“普通”に元気に育ってほしい。それは多くの親のささやかな願いといえるかもしれません。そんな中、子どもに発達障害があるとわかった時、家族はどのように向き合うのでしょうか。いわゆる“普通”と葛藤しながらも、発達障害の息子のありのままを受け入れる家族を取材しました。
癇癪にパニック…「一見、普通の子」が向き合う“自閉スペクトラム症”

もっくん、8歳。一見、普通の男の子に見えますが“ある障害”に向き合っています。
2~3時間にわたる“癇癪”や危険を顧みない“衝動性”、不安になると起こる“パニック”。もっくんが向き合う障害、それは『自閉スペクトラム症』。“対人関係が苦手”“強いこだわり”などの特性をもつ発達障害の1つです。

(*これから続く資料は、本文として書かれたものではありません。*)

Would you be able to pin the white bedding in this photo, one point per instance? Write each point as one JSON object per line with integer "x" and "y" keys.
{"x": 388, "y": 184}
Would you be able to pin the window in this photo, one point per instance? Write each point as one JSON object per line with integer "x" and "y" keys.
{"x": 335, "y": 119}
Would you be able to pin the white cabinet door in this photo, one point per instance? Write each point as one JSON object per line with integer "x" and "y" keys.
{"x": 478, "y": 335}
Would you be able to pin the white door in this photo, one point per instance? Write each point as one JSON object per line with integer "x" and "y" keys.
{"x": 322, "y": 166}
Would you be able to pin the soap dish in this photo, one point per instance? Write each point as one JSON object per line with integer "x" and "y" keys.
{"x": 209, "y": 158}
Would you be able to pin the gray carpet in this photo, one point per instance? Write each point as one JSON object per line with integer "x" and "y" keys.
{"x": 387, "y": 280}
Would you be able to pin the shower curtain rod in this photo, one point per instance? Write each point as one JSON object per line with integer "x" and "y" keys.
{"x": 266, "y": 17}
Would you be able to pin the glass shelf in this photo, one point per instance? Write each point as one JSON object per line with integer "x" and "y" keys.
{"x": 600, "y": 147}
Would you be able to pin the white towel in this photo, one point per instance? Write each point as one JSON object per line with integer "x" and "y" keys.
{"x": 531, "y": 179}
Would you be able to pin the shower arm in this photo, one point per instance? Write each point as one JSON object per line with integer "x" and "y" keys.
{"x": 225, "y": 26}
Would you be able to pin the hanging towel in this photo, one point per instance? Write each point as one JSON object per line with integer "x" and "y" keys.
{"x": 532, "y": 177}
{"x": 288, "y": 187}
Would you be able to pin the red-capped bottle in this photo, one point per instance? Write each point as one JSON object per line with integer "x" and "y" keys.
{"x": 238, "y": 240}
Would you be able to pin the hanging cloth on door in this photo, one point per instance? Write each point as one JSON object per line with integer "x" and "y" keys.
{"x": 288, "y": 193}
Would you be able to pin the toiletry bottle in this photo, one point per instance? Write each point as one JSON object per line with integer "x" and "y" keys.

もっくんの家は、ママ、パパ、もっくん、妹のかりんちゃんの4人家族です。もっくんは長男として生まれてきました。
ーー最初抱っこした時はどういう風に思われましたか?
もっくんママ
「嬉しいですよね。やっと来てくれた子っていう感じで」

ーー発達の状況を母子手帳を見て確認する欄がありますが、発達の進み具合はどうでしたか?
「1歳半健診のとき、指差しをしないとか、目も合いづらいといえば合いづらかったです。けれど、子育てをしていた環境が、私の周りに友達がいなくて、ほぼワンオペ状態。そういう環境が駄目だったんだなって思ってしまいました」

『環境を変えれば普通の子になる』そう思い、通わせ始めた幼稚園でしたが、他の子たちと比べて気になることが出てきたといいます。
もっくんママ
「何か違和感がどんどん増えていった感じで。3歳くらいなんですけど、なんか変な道にこだわって、その道通りにいかないとパニックとか癇癪とかになっちゃう感じで」

他にも、公園の遊具を『妹と一緒にやりたい』という“こだわり”で、並んでいる他の子どもを抜かしてしまい、クレームが寄せられたことも…。日々強まる“違和感”。それでも『普通の子』であると信じていました。